Our Chemical Hearts Page 48

Because you’re worth nothing less than stardust, but all I can give you is dirt.

DAD DROPPED ME OFF at Grace’s place on Saturday evening as the sky split and rain began to fall. I ran for shelter under the tall elm tree that stood in front of her house. As I got there, my hair already dripping, my phone buzzed in my hand.


GRACE TOWN:

I’m running 10 minutes late. Stay on the lawn. Don’t go inside.

 

I looked up at the sad, gloomy house with its drawn curtains and overgrown garden and thought back to how Murray had wondered if Grace was some kind of supernatural creature. A vampire. A fallen angel. There were definitely secrets inside these walls that she didn’t want me to know, but what kind of secrets were they?

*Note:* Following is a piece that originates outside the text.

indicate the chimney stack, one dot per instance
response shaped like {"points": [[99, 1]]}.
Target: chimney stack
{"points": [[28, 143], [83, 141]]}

The door cracked open and a small, balding man appeared from the shadows. The same man who always came by in the afternoons to pick up Grace’s car.

“Henry Page?” he said, squinting at me in the low light. “Is that you?”

“Uh, yes,” I said quietly. And then, louder, “Yes, I’m Henry Page.”

“Oh, wonderful. Yes, wonderful. Come inside, come inside. My name is Martin.”

An irrational pang of fear shot through me. Stay on the lawn. Don’t go inside. What if Grace’s message hadn’t been a request so much as a warning? What if Martin was a werewolf or something? And then, under the irrational fear was the real fear. Of betraying Grace. Whatever was in this house, she didn’t want me to see it yet. Or maybe ever.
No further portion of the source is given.